870Credetemi, v’inganna.
 Vostra sono, il sarò, ve l’assicuro.
 A tutti i numi il giuro;
 non ho ad alcuno l’amor mio promesso;
 son ragazza e ad amar principio adesso.
 NARDO
875Eppure in questo loco,
 tutt’amor, tutto focco,
 sostenne il cavaliero
 che voi siete sua sposa.
 LESBINA
                                             Ah non è vero.
 Di mendace e infedel non vuo’ la taccia.
880Lo sosterrò di tutto il mondo in faccia.
 Qualch’error vi sarà, ve lo protesto.
 Tenero cuore onesto
 per voi serbo nel petto;
 ardo solo per voi di puro affetto.
 NARDO
885(Impossibile par ch’ella m’inganni).
 LESBINA
 Tenera sono d’anni
 ma ho cervello che basta e so ben io
 che divider amor non può il cor mio.
 Voi siete il mio sposino;
890e se amico destino a voi mi dona,
 anche un re lascierei colla corona.
 NARDO
 S’ella fosse così...
 LESBINA
                                  Così è purtroppo
 ma voi siete pentito
 d’essere mio marito;
895qualch’altra donna amate
 e per questo, crudel, mi discacciate.
 NARDO
 No, ben mio, no carina;
 siete la mia sposina; e se colui
 o s’inganna o m’inganna o fu ingannato,
900dell’inganno sarà disingannato.
 LESBINA
 Dunque mi amate?
 NARDO
                                       Sì v’amo di core.
 LESBINA
 Siete l’idolo mio.
 NARDO
                                  Siete il mio amore.
 
 SCENA XIV
 
 LA LENA e detti
 
 LENA
 Signor zio, signor zio, che cosa fate?
 Lontano discacciate
905colei che d’ingannarvi ora s’impegna,
 d’essere vostra sposa non è degna.
 LESBINA
 (Qualche imbroglio novello).
 NARDO
                                                       Ha forse altrui
 data la fé di sposa?
 LENA
                                      Eh signor no.

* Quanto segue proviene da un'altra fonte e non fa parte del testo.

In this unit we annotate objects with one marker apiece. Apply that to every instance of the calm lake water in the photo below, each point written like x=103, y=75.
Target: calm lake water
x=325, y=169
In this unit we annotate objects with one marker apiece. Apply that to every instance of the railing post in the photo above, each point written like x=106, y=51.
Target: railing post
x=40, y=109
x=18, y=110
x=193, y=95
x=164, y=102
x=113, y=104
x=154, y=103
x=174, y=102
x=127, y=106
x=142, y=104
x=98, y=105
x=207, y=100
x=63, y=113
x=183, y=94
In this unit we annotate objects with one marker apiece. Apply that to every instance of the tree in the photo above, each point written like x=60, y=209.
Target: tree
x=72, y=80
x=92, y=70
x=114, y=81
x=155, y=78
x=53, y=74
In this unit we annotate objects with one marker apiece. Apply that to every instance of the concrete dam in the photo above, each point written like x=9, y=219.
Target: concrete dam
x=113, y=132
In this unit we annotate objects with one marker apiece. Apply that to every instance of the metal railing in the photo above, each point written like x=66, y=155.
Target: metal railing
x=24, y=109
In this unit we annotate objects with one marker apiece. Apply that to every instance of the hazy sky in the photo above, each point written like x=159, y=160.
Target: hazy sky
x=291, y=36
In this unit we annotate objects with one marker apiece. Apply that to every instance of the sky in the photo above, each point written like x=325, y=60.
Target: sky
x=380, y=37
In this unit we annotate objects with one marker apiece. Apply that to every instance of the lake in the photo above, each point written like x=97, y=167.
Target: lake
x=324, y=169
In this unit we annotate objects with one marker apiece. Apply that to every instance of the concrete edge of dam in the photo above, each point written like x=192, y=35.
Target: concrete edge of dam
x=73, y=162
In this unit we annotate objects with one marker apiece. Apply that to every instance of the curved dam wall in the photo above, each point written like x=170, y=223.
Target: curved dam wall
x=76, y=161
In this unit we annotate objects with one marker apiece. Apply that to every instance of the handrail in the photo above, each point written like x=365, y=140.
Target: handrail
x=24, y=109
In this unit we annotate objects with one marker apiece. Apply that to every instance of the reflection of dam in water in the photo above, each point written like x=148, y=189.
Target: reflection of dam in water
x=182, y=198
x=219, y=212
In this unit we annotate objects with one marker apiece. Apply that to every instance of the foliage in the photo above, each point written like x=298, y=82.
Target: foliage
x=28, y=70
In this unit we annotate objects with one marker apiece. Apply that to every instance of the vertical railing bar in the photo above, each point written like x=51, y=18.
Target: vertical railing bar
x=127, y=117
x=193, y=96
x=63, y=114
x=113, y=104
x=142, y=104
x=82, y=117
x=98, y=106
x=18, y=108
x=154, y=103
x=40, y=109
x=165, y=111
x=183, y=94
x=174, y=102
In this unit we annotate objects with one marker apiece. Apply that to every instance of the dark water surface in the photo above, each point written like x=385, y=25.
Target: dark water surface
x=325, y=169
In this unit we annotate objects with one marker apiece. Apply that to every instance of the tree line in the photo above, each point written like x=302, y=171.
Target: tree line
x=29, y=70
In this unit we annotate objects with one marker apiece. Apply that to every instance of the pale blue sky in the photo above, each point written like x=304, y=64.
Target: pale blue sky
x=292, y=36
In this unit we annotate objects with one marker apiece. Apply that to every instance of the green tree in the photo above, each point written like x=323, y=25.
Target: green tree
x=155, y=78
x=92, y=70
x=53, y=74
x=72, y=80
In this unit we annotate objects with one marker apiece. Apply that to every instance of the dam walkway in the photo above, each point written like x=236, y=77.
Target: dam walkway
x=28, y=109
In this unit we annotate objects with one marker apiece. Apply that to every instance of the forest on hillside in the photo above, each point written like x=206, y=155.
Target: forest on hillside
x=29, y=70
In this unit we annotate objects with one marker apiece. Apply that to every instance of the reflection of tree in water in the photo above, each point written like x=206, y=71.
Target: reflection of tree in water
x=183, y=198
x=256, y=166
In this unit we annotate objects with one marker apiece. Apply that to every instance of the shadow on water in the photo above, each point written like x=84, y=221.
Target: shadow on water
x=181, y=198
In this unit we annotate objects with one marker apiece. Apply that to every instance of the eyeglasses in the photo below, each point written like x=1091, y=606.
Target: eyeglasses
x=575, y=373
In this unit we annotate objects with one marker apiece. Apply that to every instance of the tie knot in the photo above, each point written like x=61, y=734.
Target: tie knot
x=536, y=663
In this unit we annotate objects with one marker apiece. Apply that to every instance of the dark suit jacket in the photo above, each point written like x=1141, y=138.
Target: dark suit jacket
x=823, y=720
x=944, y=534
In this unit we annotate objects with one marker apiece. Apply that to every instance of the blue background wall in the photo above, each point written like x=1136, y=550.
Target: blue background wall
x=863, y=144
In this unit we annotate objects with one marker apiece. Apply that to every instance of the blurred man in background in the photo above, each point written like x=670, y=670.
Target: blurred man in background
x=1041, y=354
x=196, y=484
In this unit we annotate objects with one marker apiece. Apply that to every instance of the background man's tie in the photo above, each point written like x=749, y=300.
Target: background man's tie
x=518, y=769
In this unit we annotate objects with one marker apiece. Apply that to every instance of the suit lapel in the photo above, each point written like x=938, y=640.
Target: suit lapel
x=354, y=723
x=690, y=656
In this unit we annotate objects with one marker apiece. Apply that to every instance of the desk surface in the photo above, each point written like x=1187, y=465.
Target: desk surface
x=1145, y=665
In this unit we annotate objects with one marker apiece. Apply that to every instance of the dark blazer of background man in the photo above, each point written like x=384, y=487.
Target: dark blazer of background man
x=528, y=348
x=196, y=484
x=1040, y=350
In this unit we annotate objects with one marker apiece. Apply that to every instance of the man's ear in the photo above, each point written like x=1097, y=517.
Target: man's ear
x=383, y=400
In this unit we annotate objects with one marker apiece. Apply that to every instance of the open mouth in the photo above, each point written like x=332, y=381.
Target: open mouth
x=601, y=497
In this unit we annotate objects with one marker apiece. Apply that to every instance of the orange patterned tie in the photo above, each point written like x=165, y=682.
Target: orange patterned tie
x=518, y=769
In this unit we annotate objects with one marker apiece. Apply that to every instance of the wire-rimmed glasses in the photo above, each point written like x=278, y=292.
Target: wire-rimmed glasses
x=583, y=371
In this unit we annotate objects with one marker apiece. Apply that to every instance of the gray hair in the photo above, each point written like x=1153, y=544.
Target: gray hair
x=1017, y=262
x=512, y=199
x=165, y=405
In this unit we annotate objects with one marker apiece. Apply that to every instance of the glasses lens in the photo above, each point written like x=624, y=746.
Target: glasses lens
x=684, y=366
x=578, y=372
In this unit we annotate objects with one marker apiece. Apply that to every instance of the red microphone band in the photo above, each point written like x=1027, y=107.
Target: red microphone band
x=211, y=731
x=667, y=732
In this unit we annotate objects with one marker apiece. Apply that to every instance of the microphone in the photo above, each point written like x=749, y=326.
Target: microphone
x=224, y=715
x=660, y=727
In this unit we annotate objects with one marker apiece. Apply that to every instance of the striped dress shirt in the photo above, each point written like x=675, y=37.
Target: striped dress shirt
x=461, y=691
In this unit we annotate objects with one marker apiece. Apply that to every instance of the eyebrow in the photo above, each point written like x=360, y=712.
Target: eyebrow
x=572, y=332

 Quel ch’io dico lo so per cosa vera.
910Ella di don Tritemio è cameriera.
 LESBINA
 (Ah maledetta!)
 NARDO
                                 È ver quel ch’ella dice? (A Lesbina)
 LESBINA
 Ah misera infelice!
 Compatite se tanto
 amor mi rese ardita.
915Finsi il grado, egli è ver, perché v’adoro.
 Per voi languisco e moro.
 Confesso il mio fallire
 ma vogl’essere vostra oppur morire.
 NARDO
 (Poverina!)
 LENA
                         Vi pare
920che convenga sposare
 a un uom come voi femina tale?
 NARDO
 Non ci vedo alcun male.
 Per me nel vostro sesso
 serva o padrona sia, tutt’è lo stesso.
 LESBINA
925Deh per pietà donate
 perdono all’error mio.
 NARDO
 Se mi amate di cor, v’adoro anch’io.
 Per me sostegno e dico,
 ed ho la mia ragione,
930che sia la condizione un accidente.
 Sposar una servente
 che cosa importa a me, se bella e buona?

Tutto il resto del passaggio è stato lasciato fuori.